Tools and Methods

Session 4.4

Thursday, September 17, 2015 - 10:30 to 12:00
D2 Works. 1
Ruben Verborgh


A Semantic Method for Multiple Resources Exploitation

Being able to extract and exploit information that is included in multiple resources (repositories, corpora, etc.) is essential to benefiting from the increasing availability and complementary nature of such data scattered across the World Wide Web. However, such an endeavour raises a number of challenges including dealing with the diverse structures of such resources, different relationships among such data, and the overlapping and complementary nature of the information. Thus, developing a semantic method that can extract semantic information and hidden associations would help overcome such difficulties that occur when dealing with multiple resources. This paper presents a new semantic method that exploits the overlap between various resources with different structures (i.e. ontologies as forms of structured data and corpora as examples of unstructured data) and employs semantic relations, specifically sibling relations, to infer new information that may not exist in the original resources. Then, this method employs the new information in a content-based recommender system to enhance the quality of the provided recommendations (i.e. articles) in complex fields that are inherently characterised by varying relations and structures, such as bioinformatics. In addition, this method is accompanied by an automatic tool that is responsible for tailoring individual recommendations to each user based on his/her profile.

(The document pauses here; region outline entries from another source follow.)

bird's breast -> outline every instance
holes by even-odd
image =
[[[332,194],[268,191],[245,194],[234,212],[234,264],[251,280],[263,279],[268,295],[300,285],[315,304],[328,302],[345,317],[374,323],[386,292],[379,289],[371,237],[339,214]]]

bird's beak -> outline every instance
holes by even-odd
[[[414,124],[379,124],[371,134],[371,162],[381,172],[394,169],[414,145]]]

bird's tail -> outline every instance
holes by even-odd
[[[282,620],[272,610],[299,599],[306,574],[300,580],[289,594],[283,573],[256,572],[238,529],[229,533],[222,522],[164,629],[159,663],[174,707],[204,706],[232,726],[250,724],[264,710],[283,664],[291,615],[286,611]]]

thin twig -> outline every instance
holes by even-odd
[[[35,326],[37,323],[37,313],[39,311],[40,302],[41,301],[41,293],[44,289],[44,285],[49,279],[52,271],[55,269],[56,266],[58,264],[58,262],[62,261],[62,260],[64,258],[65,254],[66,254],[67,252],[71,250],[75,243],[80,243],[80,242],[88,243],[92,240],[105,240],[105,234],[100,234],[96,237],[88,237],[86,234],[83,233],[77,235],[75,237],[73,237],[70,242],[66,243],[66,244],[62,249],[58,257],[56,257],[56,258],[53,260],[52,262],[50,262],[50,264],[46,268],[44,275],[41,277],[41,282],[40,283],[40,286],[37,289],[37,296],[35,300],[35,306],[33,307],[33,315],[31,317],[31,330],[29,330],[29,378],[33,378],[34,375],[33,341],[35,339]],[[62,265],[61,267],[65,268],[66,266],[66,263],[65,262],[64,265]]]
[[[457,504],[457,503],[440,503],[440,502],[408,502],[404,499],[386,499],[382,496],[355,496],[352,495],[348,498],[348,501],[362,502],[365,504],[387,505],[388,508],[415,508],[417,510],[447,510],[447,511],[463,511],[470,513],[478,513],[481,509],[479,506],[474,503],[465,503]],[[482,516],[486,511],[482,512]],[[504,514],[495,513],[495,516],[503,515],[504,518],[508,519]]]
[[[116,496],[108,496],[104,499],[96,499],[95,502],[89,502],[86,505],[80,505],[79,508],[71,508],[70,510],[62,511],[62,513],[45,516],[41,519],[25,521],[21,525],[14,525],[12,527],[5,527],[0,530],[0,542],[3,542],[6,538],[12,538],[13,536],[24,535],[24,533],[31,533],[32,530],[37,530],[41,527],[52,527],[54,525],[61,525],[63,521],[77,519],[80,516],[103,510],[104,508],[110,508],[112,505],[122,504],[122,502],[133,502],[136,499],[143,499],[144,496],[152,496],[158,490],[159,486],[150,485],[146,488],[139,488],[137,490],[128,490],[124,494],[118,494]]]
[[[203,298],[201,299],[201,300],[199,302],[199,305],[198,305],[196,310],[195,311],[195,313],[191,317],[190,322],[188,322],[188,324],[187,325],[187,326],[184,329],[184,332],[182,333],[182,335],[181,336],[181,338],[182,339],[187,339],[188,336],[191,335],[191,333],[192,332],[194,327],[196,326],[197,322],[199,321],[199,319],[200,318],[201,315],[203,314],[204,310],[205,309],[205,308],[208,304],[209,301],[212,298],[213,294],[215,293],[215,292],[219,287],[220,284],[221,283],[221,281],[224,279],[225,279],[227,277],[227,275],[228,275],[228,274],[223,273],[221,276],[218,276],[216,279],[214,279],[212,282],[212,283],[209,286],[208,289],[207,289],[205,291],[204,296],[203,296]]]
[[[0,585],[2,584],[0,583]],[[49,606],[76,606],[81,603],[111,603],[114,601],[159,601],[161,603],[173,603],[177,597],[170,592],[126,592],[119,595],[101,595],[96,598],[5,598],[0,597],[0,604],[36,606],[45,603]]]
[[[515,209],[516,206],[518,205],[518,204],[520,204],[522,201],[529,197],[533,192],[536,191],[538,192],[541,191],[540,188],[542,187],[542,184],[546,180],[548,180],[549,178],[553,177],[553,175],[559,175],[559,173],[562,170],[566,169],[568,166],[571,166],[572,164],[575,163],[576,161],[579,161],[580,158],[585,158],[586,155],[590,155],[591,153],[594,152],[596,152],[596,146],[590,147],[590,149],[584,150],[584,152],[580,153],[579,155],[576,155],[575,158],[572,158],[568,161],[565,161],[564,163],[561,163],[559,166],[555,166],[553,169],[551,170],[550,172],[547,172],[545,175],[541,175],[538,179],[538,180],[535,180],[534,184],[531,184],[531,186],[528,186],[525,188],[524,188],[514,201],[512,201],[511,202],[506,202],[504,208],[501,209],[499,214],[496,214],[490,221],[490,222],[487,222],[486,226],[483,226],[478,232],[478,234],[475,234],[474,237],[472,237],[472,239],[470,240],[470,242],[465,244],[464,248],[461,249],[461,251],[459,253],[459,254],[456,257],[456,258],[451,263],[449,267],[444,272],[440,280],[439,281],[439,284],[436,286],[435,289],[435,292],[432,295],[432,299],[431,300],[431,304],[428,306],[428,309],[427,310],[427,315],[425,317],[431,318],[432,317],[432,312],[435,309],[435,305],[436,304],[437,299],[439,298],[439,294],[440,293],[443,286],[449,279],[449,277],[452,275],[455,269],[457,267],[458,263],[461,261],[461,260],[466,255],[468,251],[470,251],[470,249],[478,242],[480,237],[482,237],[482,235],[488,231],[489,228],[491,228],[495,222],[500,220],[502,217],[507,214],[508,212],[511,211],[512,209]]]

Streaming Transformation of XML to RDF using XPath-based Mappings

The Extensible Markup Language (XML) has become a widely adopted data interchange format. With the rise of Linked Data published using the Resource Description Framework (RDF), a number of tools for transforming XML to RDF have been developed. Specifying XML to RDF mappings for these tools often requires skills in programming languages such as XSLT or XQuery. Moreover, these tools are rarely able to deal with large XML inputs. We introduce an XML to RDF transformation approach, which is based on mappings comprising RDF triple templates that employ simple XPath expressions. Thanks to the restricted XPath expressions, which can be evaluated against a stream of XML data, our implementation can handle extremely large input XML files. To process the XML input efficiently, we employ XML filtering techniques and a strategy for selecting relevant XML nodes to generate RDF triples from. We show that the time complexity of our mapping algorithm is linear in the size of the XML input and also prove its practical efficiency with an evaluation on large real-world data.

SemaGrow: Optimizing Federated SPARQL queries

Processing SPARQL queries involves the construction of an efficient query plan to guide query execution. Alternative plans can vary in the resources and the amount of time that they need by orders of magnitude, making planning crucial for efficiency. On the other hand, the construction of optimal plans can become computationally intensive and it also operates upon detailed, difficult to obtain, metadata. In this paper we present Semagrow, a federated SPARQL querying system that uses metadata about the federated data sources in order to optimize query execution. We balance between a query optimizer that introduces little overhead, has appropriate fall backs in the absence of metadata, but at the same time produces optimal plans in as many situations as possible. Semagrow also exploits non-blocking and asynchronous stream processing technologies to achieve query execution efficiency and robustness. We also present and analyse empirical results using the FedBench benchmark to compare Semagrow against FedX and SPLENDID. Semagrow clearly outperforms SPLENDID and it is either on a par or much faster than FedX.